Looking at all the evidence of how CBD oil can help with health issues, we can conclude that there is no one best way to take CBD oil, nor one dose that will bring everyone the same benefits. 

Every person is different and so are their preferences, health goals, and body chemistry. CBD oil comes with a wide range of consumption methods, so the possibility of not finding an adequate one is very low.

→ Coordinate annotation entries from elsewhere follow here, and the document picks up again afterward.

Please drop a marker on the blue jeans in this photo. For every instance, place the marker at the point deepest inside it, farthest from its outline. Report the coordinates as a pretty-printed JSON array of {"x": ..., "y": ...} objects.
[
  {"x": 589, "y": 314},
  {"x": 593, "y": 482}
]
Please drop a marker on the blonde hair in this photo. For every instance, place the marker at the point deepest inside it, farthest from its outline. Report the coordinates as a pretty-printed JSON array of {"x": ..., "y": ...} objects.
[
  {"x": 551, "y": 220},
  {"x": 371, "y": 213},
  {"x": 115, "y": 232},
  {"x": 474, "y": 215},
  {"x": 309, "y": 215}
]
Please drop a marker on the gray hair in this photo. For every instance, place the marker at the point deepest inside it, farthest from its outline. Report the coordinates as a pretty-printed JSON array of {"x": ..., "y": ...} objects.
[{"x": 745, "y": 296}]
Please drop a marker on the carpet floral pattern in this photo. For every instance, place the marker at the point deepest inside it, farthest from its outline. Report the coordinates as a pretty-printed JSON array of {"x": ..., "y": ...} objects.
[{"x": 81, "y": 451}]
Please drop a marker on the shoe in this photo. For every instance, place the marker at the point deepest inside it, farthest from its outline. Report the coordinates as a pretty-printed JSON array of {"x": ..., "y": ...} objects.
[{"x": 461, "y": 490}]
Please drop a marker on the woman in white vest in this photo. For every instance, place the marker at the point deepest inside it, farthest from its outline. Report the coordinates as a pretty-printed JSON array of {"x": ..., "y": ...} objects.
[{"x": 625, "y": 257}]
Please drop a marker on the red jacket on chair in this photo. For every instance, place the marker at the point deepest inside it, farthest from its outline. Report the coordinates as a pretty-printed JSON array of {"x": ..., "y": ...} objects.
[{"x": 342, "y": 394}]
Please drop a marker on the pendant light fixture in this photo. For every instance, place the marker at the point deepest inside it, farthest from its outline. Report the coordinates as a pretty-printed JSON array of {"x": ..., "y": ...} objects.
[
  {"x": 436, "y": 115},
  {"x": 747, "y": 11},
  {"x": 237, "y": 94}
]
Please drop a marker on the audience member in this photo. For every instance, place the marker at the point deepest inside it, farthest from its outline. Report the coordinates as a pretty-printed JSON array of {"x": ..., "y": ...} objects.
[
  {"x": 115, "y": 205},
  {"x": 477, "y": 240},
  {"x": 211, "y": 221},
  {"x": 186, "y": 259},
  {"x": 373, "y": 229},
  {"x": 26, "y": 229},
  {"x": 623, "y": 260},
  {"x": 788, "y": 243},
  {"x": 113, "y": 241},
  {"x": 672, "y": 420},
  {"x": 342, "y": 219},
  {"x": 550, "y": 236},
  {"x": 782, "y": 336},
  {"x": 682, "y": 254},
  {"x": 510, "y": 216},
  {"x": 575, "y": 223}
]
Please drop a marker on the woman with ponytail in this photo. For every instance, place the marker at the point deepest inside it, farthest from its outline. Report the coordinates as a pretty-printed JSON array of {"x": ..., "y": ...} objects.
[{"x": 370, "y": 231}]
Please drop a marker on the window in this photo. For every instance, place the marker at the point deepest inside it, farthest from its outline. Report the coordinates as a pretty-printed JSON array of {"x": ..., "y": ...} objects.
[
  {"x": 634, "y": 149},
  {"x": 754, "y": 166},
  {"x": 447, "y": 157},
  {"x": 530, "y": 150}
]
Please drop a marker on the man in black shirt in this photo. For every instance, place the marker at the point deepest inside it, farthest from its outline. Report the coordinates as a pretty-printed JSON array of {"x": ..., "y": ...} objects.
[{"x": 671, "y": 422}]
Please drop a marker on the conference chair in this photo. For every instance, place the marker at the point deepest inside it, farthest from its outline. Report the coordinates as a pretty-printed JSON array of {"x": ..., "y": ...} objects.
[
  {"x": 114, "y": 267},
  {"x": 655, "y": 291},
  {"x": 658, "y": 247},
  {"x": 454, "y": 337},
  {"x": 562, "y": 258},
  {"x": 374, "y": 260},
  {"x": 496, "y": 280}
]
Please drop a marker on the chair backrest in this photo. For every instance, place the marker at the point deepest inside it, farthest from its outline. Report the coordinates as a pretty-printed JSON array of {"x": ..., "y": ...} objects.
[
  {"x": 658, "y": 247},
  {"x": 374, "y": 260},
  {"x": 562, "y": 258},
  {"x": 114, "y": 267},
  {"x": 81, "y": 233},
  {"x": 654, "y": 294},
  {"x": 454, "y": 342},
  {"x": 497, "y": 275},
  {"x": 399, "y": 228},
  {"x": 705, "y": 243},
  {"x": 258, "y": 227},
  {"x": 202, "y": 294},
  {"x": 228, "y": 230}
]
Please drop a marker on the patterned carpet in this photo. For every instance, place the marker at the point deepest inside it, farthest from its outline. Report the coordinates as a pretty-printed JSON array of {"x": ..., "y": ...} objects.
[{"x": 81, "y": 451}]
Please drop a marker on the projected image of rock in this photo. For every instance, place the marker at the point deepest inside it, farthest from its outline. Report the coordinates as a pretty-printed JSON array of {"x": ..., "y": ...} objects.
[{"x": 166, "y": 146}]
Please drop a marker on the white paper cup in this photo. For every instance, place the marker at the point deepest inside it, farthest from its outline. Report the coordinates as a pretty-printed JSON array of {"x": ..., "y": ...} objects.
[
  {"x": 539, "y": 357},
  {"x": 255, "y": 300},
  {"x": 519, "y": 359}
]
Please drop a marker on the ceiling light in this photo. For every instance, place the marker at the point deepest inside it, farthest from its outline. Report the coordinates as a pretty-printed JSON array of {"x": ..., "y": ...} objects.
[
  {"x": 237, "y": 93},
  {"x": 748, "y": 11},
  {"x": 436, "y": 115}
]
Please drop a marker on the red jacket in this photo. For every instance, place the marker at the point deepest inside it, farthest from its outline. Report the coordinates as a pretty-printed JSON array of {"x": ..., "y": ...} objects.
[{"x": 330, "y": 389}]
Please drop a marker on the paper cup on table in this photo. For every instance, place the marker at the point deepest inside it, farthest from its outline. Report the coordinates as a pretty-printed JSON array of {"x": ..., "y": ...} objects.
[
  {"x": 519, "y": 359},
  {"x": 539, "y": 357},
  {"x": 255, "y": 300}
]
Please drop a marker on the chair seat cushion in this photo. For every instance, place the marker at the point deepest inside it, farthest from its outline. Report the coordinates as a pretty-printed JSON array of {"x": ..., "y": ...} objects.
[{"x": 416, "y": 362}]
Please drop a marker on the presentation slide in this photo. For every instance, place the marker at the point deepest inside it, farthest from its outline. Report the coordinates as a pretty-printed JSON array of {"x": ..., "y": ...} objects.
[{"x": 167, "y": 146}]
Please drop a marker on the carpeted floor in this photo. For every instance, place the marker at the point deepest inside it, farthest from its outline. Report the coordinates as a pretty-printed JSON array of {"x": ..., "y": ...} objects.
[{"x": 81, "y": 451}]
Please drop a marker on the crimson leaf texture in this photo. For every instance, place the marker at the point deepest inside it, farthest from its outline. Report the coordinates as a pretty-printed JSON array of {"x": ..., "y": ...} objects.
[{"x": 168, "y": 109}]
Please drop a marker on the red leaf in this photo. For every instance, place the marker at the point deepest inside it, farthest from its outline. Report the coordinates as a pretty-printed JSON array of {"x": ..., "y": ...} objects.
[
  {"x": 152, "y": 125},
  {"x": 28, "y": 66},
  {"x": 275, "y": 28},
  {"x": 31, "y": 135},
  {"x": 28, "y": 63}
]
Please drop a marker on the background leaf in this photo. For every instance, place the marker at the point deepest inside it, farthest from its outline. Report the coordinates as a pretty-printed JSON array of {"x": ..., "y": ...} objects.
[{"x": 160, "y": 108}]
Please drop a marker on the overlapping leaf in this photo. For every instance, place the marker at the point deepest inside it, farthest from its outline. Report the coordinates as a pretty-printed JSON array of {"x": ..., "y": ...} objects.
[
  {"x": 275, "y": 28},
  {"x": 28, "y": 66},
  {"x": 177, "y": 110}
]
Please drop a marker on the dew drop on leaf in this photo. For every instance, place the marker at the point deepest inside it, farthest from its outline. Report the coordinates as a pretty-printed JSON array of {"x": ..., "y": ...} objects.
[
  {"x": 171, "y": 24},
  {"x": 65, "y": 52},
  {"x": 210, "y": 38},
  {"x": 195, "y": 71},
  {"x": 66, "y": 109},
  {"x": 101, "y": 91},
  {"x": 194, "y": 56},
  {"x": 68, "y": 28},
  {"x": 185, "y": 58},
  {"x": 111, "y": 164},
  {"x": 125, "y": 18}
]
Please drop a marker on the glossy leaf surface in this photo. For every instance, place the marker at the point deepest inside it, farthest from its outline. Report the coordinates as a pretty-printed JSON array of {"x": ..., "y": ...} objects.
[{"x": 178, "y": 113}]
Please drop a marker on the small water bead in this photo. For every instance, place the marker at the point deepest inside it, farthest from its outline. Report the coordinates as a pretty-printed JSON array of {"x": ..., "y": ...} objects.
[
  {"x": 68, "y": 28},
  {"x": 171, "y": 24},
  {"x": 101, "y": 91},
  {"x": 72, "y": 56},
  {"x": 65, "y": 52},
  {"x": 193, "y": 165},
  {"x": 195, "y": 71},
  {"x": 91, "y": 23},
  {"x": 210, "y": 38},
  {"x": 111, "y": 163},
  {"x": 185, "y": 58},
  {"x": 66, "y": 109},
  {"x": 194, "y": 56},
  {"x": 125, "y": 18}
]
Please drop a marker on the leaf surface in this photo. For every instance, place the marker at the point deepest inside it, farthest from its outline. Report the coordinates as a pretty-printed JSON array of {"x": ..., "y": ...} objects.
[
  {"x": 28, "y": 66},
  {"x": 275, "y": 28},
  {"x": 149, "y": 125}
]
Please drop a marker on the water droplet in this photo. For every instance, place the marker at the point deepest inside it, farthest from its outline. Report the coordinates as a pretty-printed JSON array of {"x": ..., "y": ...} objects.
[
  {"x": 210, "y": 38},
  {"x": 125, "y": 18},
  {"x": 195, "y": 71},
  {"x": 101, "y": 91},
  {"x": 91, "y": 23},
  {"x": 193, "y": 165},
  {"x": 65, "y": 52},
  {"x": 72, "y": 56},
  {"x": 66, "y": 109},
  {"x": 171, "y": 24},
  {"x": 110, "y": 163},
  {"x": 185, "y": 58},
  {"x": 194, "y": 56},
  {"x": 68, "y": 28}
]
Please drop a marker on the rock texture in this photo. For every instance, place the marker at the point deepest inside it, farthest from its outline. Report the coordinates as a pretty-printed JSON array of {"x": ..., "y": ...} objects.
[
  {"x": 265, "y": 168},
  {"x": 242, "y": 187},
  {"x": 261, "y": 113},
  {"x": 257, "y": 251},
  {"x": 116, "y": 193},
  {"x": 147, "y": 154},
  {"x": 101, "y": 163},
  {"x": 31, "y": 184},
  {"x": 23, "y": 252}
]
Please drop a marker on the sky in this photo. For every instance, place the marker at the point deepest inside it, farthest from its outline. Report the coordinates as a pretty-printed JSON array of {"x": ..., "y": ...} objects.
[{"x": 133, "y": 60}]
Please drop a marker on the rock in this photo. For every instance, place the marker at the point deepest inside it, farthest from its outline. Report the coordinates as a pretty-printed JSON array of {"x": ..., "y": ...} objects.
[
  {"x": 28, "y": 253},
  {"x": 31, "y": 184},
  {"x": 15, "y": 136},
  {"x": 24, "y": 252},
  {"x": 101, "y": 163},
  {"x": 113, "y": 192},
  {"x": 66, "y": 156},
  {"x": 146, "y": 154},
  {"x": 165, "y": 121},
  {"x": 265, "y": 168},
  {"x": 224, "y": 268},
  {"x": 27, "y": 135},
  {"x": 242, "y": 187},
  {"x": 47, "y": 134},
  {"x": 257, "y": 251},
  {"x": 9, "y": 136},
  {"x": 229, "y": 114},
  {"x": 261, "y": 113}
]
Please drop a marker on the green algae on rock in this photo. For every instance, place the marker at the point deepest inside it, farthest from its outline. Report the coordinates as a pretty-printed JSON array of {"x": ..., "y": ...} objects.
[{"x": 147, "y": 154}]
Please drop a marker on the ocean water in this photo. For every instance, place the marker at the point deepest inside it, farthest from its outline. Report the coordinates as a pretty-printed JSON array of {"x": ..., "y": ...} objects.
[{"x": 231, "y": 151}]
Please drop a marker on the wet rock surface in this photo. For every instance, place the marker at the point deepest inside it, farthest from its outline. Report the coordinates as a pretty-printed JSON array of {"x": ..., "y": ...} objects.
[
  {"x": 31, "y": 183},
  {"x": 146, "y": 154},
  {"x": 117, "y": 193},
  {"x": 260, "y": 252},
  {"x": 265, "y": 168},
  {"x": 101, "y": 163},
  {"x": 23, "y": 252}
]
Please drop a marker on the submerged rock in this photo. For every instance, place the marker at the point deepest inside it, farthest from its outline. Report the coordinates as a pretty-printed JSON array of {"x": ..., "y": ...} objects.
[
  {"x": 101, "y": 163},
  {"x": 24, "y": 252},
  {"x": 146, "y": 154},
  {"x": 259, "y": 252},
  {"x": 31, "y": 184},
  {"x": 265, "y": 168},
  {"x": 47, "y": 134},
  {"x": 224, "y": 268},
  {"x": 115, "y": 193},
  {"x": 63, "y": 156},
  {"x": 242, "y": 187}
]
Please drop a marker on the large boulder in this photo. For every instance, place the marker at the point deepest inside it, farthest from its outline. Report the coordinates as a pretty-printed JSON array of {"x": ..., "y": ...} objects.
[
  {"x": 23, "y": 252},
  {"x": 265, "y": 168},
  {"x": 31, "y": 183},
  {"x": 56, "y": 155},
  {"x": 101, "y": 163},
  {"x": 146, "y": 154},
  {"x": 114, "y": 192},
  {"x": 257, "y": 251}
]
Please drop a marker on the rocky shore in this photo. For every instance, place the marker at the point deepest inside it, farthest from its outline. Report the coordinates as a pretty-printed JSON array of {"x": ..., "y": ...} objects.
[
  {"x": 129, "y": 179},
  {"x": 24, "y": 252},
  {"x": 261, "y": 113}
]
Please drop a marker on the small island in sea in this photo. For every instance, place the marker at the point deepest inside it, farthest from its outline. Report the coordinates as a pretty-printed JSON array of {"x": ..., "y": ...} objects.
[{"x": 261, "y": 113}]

Experiment with different ways of using CBD oil, take baby steps with dosing, and find what suits you best.

 

References:

 

  1. Shannon S, Opila-Lehman J; Effectiveness of Cannabidiol Oil for Pediatric Anxiety and Insomnia as Part of Posttraumatic Stress Disorder: A Case Report; The Permanent Journal; 2016; 20(4):108-111.
  2. Blessing EM, Steenkamp MM, Manzanares J, Marmar CR. Cannabidiol as a Potential Treatment for Anxiety Disorders. Neurotherapeutics. 2015;12(4):825-36.
  3. Zuardi AW, Crippa JA, Hallak JE, Bhattacharyya S, Atakan Z, Martin-Santos R, McGuire PK, Guimarães FS; A critical review of the antipsychotic effects of cannabidiol: 30 years of a translational investigation; Current Pharmaceutical Design; 2012; 18(32):5131-40.
  4. Mecha M, Feliú A, Iñigo PM, Mestre L, Carrillo-Salinas FJ, Guaza C; Cannabidiol provides long-lasting protection against the deleterious effects of inflammation in a viral model of multiple sclerosis: a role for A2A receptors; Neurobiology of Disease; November 2013; 59:141-50.
  5. Oláh A, Tóth BI, Borbíró I, Sugawara K, Szöllõsi AG, Czifra G, Pál B, Ambrus L, Kloepper J, Camera E, Ludovici M, Picardo M, Voets T, Zouboulis CC, Paus R, Bíró T; Cannabidiol exerts sebostatic and antiinflammatory effects on human sebocytes; The Journal of clinical investigation; September 2014;124(9):3713-24.
  6. Welty TE, Luebke A, Gidal BE; Cannabidiol: promise and pitfalls; Epilepsy Currents; September 2014; 14(5):250-2.
  7. Kaur G, Andriola M, Manganas L; Efficacy of Cannabidiol in Children with Intractable Epilepsy; Neurology; April 2017; 88(16).
  8. Damian M; Laurie B; What Is the CBD Dosing Required for Effective Pain Relief?; December 2018.
  9. Bergamaschi MM, Queiroz RH, Zuardi AW, Crippa JA; Safety and side effects of cannabidiol, a Cannabis sativa constituent; Current Drug Safety; September 2011; 6(4):237-49.
  10. Iffland K, Grotenhermen F; An Update on Safety and Side Effects of Cannabidiol: A Review of Clinical Data and Relevant Animal Studies; Cannabis and Cannabinoid Research; June 2017; 2(1):139-154.
  11. Ruth G, Zhannah Y, Lumír OH; Overcoming the Bell-Shaped Dose-Response of Cannabidiol by Using Cannabis Extract Enriched in Cannabidiol; Pharmacology & Pharmacy;2015; 75-85.